Powell explained that some smaller and regional banks have “concentrated” their exposure in these areas and therefore face a challenge, but that the Fed is working with them to prevent a new collapse. Two months remain after Silicon Valley Bank’s one-year decline, which culminated in the acquisition of First Republic Bank by JP Morgan and Credit Suisse by Fed Chairman UBS He admitted that he caught them off guard. Following the banking crisis, the central bank spent “a lot of time” working on ways to make supervision more effective and also “adapt” regulation to the modern context.
Regarding future interest rate cuts, currently in the 5.25%-5.5% range in the US, Powell assured: You must act “carefully”. “Growth is running at a solid pace, the labor market is strong, and with an economy this strong, we think we need to carefully consider the question of when to start reducing interest rates,” he said in one of his interventions.
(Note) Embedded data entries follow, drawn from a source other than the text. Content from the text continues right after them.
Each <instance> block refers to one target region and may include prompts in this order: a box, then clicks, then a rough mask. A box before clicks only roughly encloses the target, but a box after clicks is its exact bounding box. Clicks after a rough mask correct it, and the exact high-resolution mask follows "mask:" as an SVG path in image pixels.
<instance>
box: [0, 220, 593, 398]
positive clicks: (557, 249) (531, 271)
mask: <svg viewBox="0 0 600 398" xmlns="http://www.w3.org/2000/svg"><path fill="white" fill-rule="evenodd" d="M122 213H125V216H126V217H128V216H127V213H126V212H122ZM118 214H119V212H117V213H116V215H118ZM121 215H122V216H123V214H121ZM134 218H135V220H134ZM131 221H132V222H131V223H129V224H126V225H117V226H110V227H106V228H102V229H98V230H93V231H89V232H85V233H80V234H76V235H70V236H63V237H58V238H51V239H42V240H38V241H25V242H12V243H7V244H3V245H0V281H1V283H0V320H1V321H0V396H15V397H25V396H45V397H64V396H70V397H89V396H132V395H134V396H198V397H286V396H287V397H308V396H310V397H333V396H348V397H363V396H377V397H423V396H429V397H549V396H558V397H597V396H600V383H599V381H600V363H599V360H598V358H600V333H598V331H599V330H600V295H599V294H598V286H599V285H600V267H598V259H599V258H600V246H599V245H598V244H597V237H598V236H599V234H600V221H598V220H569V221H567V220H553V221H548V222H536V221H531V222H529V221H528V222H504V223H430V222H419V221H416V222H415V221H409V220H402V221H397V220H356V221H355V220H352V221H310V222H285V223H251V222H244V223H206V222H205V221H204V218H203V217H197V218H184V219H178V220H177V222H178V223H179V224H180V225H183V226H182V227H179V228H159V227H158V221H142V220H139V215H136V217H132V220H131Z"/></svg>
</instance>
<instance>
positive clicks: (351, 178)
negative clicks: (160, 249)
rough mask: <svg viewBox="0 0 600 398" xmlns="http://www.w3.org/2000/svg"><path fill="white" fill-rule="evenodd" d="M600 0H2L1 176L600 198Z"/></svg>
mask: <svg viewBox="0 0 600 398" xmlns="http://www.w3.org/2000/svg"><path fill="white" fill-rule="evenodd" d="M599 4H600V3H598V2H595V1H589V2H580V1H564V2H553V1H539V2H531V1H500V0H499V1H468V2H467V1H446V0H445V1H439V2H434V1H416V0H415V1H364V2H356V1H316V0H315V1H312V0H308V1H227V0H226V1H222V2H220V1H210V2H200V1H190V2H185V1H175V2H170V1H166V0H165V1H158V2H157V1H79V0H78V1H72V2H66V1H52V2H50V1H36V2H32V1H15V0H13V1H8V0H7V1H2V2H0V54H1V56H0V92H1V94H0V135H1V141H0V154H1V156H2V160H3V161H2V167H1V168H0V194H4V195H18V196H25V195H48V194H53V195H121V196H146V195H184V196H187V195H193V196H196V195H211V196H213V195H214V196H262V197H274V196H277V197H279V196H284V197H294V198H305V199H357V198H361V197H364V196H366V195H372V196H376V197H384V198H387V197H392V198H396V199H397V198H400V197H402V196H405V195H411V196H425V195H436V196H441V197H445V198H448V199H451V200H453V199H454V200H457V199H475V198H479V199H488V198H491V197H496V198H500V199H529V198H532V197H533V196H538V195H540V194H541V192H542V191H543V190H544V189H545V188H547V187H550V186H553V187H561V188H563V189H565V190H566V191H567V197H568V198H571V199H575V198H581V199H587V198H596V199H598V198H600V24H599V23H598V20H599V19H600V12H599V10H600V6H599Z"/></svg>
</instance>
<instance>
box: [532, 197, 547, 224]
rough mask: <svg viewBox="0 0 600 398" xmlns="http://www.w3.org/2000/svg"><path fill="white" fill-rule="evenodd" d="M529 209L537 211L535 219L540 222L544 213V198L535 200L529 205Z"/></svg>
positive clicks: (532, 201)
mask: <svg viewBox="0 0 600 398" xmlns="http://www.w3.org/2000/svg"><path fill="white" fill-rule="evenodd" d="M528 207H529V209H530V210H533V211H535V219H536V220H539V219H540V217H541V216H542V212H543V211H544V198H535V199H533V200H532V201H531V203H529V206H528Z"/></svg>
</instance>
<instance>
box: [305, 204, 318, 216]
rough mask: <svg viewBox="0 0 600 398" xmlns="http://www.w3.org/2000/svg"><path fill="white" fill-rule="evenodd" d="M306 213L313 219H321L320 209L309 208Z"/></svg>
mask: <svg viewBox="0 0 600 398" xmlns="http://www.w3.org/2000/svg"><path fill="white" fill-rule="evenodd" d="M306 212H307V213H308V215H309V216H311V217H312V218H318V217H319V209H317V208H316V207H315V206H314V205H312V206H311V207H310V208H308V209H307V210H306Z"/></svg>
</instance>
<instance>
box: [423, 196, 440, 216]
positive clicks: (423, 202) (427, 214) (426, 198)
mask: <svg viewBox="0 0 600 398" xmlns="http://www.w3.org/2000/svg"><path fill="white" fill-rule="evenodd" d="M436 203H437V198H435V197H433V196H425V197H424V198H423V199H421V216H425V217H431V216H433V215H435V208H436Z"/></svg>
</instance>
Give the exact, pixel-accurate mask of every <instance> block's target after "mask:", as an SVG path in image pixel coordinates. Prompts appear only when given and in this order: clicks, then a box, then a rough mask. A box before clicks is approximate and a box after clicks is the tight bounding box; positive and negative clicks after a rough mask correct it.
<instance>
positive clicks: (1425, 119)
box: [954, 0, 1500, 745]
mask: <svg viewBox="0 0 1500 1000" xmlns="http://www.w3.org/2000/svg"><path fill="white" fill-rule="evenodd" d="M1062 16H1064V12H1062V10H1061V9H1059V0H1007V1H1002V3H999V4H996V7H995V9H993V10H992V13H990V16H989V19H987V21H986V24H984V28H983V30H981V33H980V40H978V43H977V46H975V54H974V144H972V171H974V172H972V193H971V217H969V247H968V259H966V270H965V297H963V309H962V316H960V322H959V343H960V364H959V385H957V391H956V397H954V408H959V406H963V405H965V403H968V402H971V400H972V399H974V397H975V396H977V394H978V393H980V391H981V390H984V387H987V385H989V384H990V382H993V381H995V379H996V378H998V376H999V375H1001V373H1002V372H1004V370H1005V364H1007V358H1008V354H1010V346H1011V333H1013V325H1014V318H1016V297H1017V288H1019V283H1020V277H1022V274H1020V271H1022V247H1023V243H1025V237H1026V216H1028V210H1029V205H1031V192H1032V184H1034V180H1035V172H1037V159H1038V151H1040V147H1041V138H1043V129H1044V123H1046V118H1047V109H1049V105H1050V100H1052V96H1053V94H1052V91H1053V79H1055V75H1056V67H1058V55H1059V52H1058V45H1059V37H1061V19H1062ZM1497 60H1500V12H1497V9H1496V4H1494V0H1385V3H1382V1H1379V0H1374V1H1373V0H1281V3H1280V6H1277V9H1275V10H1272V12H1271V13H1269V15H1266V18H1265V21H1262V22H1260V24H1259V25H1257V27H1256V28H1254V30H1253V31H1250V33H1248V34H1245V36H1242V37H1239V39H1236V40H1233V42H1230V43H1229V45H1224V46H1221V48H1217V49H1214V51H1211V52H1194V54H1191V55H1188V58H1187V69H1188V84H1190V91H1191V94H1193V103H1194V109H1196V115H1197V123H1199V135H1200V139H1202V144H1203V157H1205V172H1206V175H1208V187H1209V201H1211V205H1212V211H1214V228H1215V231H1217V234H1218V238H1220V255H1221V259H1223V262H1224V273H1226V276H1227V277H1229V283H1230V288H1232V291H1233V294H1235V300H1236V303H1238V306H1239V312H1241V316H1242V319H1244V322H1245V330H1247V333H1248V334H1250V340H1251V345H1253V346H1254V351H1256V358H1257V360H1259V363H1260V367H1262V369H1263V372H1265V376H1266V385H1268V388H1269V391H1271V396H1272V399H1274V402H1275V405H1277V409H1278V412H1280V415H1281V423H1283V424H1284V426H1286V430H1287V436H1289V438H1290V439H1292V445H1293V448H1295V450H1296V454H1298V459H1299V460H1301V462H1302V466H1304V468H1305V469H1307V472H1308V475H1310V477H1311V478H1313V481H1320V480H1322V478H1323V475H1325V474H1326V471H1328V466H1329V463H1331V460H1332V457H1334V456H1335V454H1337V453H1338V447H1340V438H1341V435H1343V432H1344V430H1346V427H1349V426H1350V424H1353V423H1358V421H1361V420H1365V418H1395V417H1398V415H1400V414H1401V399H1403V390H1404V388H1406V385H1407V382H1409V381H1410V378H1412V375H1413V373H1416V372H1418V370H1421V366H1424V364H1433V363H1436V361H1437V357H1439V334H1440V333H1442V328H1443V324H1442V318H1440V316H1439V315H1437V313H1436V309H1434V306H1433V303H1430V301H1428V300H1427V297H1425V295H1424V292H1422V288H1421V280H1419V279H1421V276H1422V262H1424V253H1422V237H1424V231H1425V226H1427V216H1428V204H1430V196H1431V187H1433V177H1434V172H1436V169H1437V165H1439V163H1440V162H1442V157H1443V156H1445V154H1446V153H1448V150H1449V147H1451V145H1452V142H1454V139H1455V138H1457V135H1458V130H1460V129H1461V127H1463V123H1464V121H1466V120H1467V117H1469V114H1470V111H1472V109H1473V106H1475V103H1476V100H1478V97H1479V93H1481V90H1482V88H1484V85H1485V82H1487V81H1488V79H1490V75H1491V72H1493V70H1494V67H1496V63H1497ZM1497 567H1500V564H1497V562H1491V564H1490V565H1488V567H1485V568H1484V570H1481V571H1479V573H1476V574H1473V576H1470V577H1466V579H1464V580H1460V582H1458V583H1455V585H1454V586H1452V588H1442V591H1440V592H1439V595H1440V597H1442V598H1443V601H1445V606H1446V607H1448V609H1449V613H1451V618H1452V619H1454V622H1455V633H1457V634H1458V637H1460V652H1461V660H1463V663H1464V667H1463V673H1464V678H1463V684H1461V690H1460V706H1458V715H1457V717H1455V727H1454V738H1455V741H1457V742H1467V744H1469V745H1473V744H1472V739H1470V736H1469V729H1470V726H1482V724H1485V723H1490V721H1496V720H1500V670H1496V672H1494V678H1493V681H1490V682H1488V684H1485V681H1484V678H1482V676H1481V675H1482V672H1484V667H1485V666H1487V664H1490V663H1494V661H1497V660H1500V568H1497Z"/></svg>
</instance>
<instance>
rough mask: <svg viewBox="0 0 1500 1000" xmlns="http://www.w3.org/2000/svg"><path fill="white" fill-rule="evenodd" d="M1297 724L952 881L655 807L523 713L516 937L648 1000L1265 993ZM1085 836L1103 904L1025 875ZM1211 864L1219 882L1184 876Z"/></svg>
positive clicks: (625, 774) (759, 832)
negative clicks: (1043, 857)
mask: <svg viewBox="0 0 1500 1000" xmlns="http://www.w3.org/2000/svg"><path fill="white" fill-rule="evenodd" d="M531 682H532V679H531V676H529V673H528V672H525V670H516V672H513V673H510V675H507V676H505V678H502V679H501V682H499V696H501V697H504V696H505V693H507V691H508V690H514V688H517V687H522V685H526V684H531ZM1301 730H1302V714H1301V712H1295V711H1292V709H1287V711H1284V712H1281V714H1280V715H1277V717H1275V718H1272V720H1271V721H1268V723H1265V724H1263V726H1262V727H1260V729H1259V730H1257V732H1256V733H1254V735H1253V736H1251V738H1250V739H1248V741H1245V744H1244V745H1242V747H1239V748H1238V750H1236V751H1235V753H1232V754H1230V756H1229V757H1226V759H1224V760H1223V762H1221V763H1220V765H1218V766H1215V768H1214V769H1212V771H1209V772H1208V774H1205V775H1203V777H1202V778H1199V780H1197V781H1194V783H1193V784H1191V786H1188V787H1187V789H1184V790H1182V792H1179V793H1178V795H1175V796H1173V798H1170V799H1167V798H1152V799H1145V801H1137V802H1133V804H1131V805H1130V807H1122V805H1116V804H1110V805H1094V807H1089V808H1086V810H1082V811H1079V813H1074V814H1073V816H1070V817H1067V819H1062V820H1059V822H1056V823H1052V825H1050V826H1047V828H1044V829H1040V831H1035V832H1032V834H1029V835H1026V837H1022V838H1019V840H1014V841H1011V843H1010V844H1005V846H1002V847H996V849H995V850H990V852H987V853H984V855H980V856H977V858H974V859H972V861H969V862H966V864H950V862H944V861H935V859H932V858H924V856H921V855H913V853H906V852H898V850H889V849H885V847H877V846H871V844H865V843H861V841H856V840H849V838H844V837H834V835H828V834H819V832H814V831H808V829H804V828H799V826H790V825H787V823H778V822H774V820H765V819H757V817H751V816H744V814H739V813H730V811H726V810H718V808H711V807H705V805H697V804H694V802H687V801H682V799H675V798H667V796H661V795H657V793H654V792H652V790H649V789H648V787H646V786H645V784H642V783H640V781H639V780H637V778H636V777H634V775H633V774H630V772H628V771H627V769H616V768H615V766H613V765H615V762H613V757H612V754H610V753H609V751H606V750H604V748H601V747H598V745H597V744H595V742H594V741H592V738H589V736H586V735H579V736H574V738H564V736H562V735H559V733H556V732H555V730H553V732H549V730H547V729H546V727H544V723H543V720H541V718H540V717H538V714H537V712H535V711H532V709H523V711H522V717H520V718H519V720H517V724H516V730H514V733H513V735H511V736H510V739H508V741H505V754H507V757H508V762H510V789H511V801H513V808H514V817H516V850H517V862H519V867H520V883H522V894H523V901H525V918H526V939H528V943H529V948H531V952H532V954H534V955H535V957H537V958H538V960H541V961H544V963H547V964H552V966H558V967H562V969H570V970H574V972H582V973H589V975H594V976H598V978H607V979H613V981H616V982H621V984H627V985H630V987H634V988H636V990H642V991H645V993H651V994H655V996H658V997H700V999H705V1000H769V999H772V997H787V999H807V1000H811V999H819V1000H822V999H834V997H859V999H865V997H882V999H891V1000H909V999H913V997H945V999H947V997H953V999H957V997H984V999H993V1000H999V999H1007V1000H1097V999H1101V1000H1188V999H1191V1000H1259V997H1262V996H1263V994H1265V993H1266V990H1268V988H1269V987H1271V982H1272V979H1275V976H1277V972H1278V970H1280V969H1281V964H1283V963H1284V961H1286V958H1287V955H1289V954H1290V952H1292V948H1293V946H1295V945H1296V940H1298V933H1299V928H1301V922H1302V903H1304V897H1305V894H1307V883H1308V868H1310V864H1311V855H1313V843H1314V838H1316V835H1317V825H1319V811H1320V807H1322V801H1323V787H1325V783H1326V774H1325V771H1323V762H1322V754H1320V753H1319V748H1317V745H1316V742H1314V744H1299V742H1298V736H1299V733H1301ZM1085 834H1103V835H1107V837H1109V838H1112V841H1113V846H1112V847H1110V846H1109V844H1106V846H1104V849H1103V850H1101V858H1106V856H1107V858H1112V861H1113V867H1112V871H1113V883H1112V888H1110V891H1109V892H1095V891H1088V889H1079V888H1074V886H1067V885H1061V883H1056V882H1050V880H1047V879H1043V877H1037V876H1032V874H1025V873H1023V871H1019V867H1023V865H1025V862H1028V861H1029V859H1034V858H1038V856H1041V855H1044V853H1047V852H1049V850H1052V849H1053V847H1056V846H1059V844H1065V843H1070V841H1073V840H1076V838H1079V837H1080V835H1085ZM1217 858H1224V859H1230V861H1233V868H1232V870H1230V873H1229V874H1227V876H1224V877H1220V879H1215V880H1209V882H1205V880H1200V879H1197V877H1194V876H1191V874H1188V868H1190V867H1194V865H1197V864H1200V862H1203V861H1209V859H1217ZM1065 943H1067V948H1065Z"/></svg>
Last Thursday, a day before the latest employment data was released, the country’s unemployment rate stood at 3.7% for the third consecutive month, with 353,000 net jobs created; This figure is well above the average of 255,000 jobs created per month in 2023. .
The Central Bank President reiterated that they continue to bring inflation back to 2%, in line with their previous public statements. The Fed’s latest decision a week ago comes ahead of the release of US GDP, which ends 2023 with 3.1% growth spurred by consumer spending. Interest rate cut is nearbut not as much as the markets think. Powell said that “almost all” of the 19 members of the Federal Open Market Committee, which is responsible for deciding whether to raise interest rates, “believe that raising the interest rate would be appropriate in the most likely case.” “this year.” reduced”.
In his view, this committee is unlikely to reach that level of confidence in time for its March meeting, which is seven weeks away. “The next committee vote will be in May,” he recalled. That doesn’t mean the Fed will wait until we reach 2 percent inflation before cutting interest rates: “That’s certainly not what we’re saying. We’re committed to getting inflation back to 2 percent over time, but We will not wait to reach 2 percent for interest rate cuts” he assured.
Public debt and upcoming elections
Although the agency has tried not to comment on US fiscal policy, Powell said “in the long run, The US is on an unsustainable fiscal path“, because the debt is growing faster than the economy. This is an issue that worries the Fed’s apparent chairman, because “we are borrowing from future generations.” After several headaches, the US Senate managed to approve the debt bill. Just three days after the government ran out of money, June 2, 2023 ceiling in .
Central Bank’s decisions It will affect this year’s electionsIt was planned for nine months. And the specter of Republican Donald Trump returning to the nation’s presidency is already lurking. “If we try to bring a bunch of political factors into these decisions, it can only lead to worse economic outcomes,” Powell said, noting that they always put politics aside.